Ingredients Of a Feather Go Together

At least I hope they do…


1. I don’t have 2 hours to make 1 dish.

2. I don’t want to buy the entire store every time I want to make something.

3. I don’t have the hand eye coordination.

4. Cutting onions makes me cry every time.

I can never solve the first one because I am always busy doing OIDD 245 hw. The third one is just because I lack the skills in cooking. The last one is solvable but wearing glasses doesn’t seem to do anything for me. Thus by process of elimination I decided to tackle the second problem.

My goal for this project is to create a tool that takes in a list of ingredients that you have in your refrigerator and returns a list of ingredients that work well together with the list. This way I can buy a few ingredients that all work well together.


You may notice that I seem to be switching between R and Python. Other than to show off that I know both I chose to switch between R and Python because python has a library (nltk) that will help me clean the ingredients better.


credits: allrecipes

Scraping was pretty straightforward, I just used the read_html command in R to get the links to each of the recipes on the first 20 pages, then I used read_html on each page to get the ingredients and place each ingredient into a separate entry. I decided to focus on one type of food, since the types of ingredients that work depend on the cuisine and dish so I decided to go with a relatively simple type of food: salad.


Here is a screenshot of the ingredients right after I scraped them.
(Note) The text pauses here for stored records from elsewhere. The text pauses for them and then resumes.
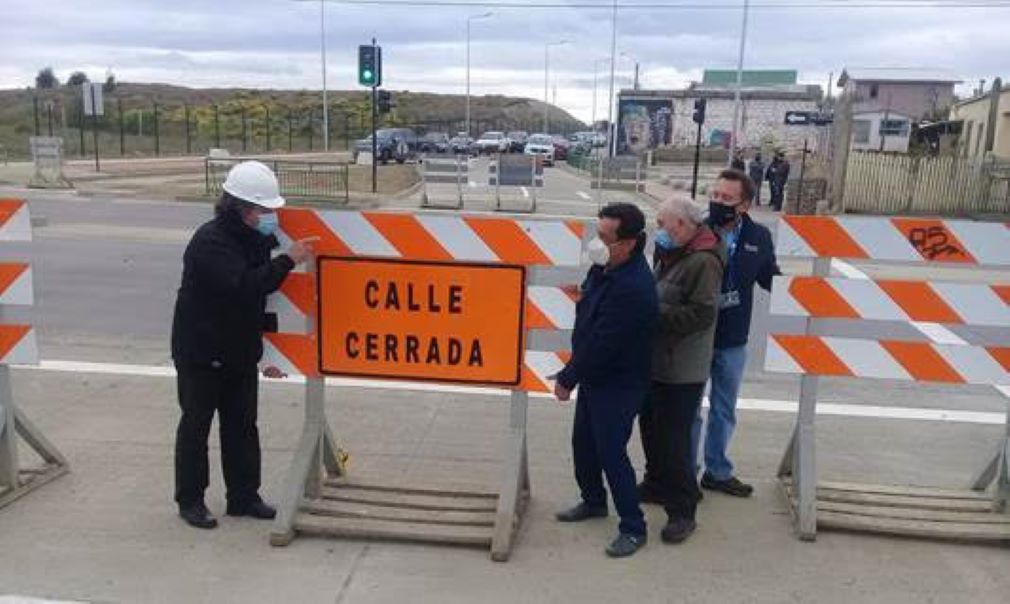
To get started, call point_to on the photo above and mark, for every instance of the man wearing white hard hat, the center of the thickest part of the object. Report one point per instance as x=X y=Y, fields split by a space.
x=216 y=340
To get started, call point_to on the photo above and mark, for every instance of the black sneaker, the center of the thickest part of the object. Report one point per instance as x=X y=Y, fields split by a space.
x=256 y=509
x=198 y=515
x=731 y=486
x=678 y=530
x=625 y=544
x=581 y=512
x=649 y=493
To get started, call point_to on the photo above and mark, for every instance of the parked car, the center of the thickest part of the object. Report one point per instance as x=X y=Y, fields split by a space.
x=517 y=141
x=542 y=145
x=462 y=143
x=561 y=147
x=433 y=142
x=492 y=142
x=397 y=144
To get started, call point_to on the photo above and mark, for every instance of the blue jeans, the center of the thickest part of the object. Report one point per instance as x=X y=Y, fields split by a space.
x=727 y=373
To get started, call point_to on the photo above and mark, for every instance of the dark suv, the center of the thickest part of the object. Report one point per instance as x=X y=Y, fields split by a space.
x=397 y=144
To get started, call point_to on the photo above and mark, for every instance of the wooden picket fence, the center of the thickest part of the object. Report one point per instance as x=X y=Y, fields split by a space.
x=888 y=184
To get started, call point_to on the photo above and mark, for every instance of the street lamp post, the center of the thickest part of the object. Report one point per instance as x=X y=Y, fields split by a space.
x=322 y=52
x=596 y=65
x=739 y=83
x=469 y=19
x=635 y=62
x=546 y=70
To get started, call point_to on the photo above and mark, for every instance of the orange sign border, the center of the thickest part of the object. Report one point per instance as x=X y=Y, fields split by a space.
x=321 y=260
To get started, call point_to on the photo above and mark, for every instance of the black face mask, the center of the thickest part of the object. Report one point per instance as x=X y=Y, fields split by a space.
x=719 y=214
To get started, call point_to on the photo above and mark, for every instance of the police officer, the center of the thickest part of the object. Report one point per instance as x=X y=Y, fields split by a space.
x=216 y=340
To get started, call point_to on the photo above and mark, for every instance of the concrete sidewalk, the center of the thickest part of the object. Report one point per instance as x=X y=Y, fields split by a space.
x=108 y=532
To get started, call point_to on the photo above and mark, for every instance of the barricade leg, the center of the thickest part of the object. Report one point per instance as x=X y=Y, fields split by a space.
x=304 y=476
x=515 y=489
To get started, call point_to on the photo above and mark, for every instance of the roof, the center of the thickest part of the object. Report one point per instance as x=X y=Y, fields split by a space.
x=768 y=93
x=749 y=77
x=890 y=74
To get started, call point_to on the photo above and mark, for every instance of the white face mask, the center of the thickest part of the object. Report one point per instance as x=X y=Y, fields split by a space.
x=598 y=253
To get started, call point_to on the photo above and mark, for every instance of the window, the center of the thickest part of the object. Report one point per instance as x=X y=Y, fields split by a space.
x=894 y=127
x=861 y=131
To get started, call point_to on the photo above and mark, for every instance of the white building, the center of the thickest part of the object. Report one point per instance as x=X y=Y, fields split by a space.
x=881 y=130
x=651 y=118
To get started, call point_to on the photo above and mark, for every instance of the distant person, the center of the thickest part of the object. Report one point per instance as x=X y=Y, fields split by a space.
x=216 y=340
x=750 y=261
x=689 y=266
x=777 y=176
x=737 y=163
x=756 y=173
x=611 y=348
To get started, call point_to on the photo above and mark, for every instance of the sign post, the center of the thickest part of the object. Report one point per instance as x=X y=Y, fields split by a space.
x=419 y=297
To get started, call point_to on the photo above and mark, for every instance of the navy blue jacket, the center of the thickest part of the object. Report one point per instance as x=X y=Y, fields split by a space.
x=614 y=325
x=751 y=262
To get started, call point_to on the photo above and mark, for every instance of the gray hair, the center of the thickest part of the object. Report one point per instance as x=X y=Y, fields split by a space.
x=683 y=207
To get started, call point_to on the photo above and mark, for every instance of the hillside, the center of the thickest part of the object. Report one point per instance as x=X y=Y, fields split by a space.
x=295 y=116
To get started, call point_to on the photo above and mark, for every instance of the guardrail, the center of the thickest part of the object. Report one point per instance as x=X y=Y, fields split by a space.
x=300 y=179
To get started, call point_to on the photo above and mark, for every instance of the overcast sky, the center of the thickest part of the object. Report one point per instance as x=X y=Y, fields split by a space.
x=275 y=43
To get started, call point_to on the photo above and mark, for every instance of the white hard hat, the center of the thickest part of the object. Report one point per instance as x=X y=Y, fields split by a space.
x=255 y=183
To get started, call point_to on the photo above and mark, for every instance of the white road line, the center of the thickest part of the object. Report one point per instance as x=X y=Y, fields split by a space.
x=749 y=404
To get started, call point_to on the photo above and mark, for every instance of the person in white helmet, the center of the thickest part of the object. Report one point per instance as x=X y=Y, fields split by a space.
x=216 y=340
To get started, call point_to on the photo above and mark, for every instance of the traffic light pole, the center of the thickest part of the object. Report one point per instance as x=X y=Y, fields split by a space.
x=375 y=141
x=694 y=179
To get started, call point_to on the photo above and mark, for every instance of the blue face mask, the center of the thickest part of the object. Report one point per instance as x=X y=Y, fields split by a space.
x=267 y=223
x=664 y=241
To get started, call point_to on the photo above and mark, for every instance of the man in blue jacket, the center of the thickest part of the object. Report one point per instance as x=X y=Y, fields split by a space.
x=751 y=260
x=611 y=356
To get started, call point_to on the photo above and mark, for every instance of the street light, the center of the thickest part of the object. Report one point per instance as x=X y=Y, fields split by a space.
x=469 y=19
x=596 y=65
x=546 y=70
x=635 y=62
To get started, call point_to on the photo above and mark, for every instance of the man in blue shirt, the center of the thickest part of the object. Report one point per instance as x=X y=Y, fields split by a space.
x=751 y=260
x=611 y=356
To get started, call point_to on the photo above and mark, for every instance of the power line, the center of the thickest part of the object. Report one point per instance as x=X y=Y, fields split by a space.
x=686 y=5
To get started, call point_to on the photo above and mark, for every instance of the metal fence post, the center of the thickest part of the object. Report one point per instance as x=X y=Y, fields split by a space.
x=244 y=137
x=267 y=107
x=158 y=136
x=189 y=144
x=217 y=126
x=122 y=127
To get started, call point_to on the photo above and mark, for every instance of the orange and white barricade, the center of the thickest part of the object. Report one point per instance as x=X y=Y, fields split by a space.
x=536 y=255
x=18 y=346
x=928 y=305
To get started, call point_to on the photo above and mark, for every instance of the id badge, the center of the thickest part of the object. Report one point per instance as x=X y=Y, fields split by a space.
x=730 y=299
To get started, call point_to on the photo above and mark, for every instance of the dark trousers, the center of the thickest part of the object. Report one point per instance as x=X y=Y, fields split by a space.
x=603 y=423
x=665 y=424
x=778 y=195
x=232 y=393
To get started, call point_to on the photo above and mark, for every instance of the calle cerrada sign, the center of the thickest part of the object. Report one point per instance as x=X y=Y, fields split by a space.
x=421 y=320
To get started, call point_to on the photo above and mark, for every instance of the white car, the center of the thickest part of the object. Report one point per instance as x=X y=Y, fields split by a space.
x=492 y=142
x=541 y=144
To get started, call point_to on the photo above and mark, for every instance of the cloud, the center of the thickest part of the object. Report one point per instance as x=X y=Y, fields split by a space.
x=276 y=43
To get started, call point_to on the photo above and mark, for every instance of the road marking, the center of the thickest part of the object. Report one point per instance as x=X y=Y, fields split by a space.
x=748 y=404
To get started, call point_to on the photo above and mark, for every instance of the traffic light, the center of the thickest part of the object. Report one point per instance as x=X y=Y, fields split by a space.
x=384 y=101
x=699 y=114
x=369 y=65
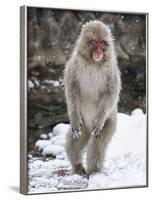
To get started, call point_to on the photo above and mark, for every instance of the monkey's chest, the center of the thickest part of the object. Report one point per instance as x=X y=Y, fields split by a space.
x=91 y=88
x=92 y=84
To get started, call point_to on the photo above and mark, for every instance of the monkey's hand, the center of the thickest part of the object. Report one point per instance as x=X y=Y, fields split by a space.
x=76 y=125
x=76 y=133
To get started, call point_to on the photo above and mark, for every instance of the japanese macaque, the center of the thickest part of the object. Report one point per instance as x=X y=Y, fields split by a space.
x=92 y=86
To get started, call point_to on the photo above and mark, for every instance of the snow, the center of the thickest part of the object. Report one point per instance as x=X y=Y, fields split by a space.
x=53 y=150
x=125 y=161
x=52 y=82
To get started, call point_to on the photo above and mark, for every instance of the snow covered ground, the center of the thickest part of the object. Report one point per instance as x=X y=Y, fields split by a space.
x=125 y=161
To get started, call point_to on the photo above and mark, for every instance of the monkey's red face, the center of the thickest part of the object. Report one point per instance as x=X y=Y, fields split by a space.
x=97 y=49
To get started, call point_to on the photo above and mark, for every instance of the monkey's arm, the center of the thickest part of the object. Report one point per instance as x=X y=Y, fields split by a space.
x=72 y=98
x=108 y=100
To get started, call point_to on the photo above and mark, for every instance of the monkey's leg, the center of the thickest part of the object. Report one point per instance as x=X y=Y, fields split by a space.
x=74 y=149
x=97 y=146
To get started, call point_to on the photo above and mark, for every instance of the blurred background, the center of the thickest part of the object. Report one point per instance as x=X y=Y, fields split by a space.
x=51 y=37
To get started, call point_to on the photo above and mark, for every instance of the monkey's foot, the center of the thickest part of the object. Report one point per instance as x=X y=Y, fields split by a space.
x=76 y=133
x=79 y=169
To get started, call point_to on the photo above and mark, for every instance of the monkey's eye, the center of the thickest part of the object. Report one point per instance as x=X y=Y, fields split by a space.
x=104 y=43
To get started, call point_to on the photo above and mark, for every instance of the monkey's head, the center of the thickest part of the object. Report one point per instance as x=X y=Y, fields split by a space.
x=95 y=41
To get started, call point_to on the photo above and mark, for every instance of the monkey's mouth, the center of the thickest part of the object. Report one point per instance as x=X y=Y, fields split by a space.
x=97 y=55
As you can see there are many modifiers for each ingredient. However, I don’t care what happens to the onion, pulverize it or juice for all I care, I just want to know that they put onions into the dish. Same thing for the measurements, I don’t really care about how much of each ingredient is put into the salad. I somehow need to identify which words correspond with the ingredients and which corresponds with the modifiers.

The way I tackled this problem was I created a frequency dictionary of each word and I looked at the top 100 words, since some ingredients showed up like 1 time so I don’t think they would help make for a good prediction. I manually excluded a bunch of words like ‘cup’, ’teaspoon’, ’tablespoons’, ’tablespoon’, ’cups’, ’can’, ’teaspoons’ that have no chance of being an ingredient. Then I realized that only nouns would be ingredients so I found a nlp package on python to isolate only the nouns in each ingredient. Finally, I created a n-gram of some of the ingredients because some modifiers are necessary like in cayenne pepper since I can’t remove pepper or cayenne without losing the meaning.

Here is a picture of the cleaned data set


heat map of frequency of each ingredient

Although there are some clusters they don’t seem very defined so I don’t think any of the clustering techniques work. However, When I graphed the frequency of each ingredient in sorted order I noticed something strange.

I thought this graph looked oddly familiar and then I realized that it follows Zipf’s law. If you don’t know Zipf’s law says that all languages follow the rule that if you graph the frequency of the most common words, it will create a graph that is close to y = 1/x. This is true for every single known language in the world so when it applied to the ingredients in salads I was a little shook. I wanted to see if it was just a coincidence.

As you can see the frequency of ingredients matches the graph of 1/x relatively well. This was when I realized I could treat each recipe as a document and the ingredients as words. This would create a corpus that I could use NLP techniques on, since the ingredients formed a pseudo language.

Thus if we consider the corpus of ingredients as a language then I realized I can use Markov chains since given an initial sentence Markov chains can predict the next words through a probability distribution. However, in a normal Markov chain the order of the words matter, but in my case I don’t really care if the onion comes before or after the garlic just that they are in the same recipe which shows that they go well together. I modified the formula of the Markov chain just a little, instead of creating a probability distribution for each word based on the next word I created a probability distribution for each word based on the entire recipe, creating a 100x100 matrix from scratch.

heat map of the ingredient frequency matrix

You may notice that there is a really dark line running through the diagonal, This doesn’t matter too much because I will be limiting the predicted ingredients to not include the input ingredients. So now the Markov chain model is basically done. This graph is basically for each ingredient(row) how many recipes have both the ingredient(row) and the ingredient(column).


List of ingredients

Just because this is unsupervised there is no correct answer and the only way to verify if it works is eyeing it, since the results are completely subjective. Here are some examples inputs and outputs.

Over all these seem like pretty good combinations of ingredients, I will definitely try putting bacon and almonds together next time I make a salad. I know these are relatively correct because the only things that will have a positive probability are ingredients that show up alongside the input ingredients in a recipe and thus are all acceptable answers. One important thing to note is that the ingredients that share a lot of recipes with the input ingredients will be more likely to show up in the prediction.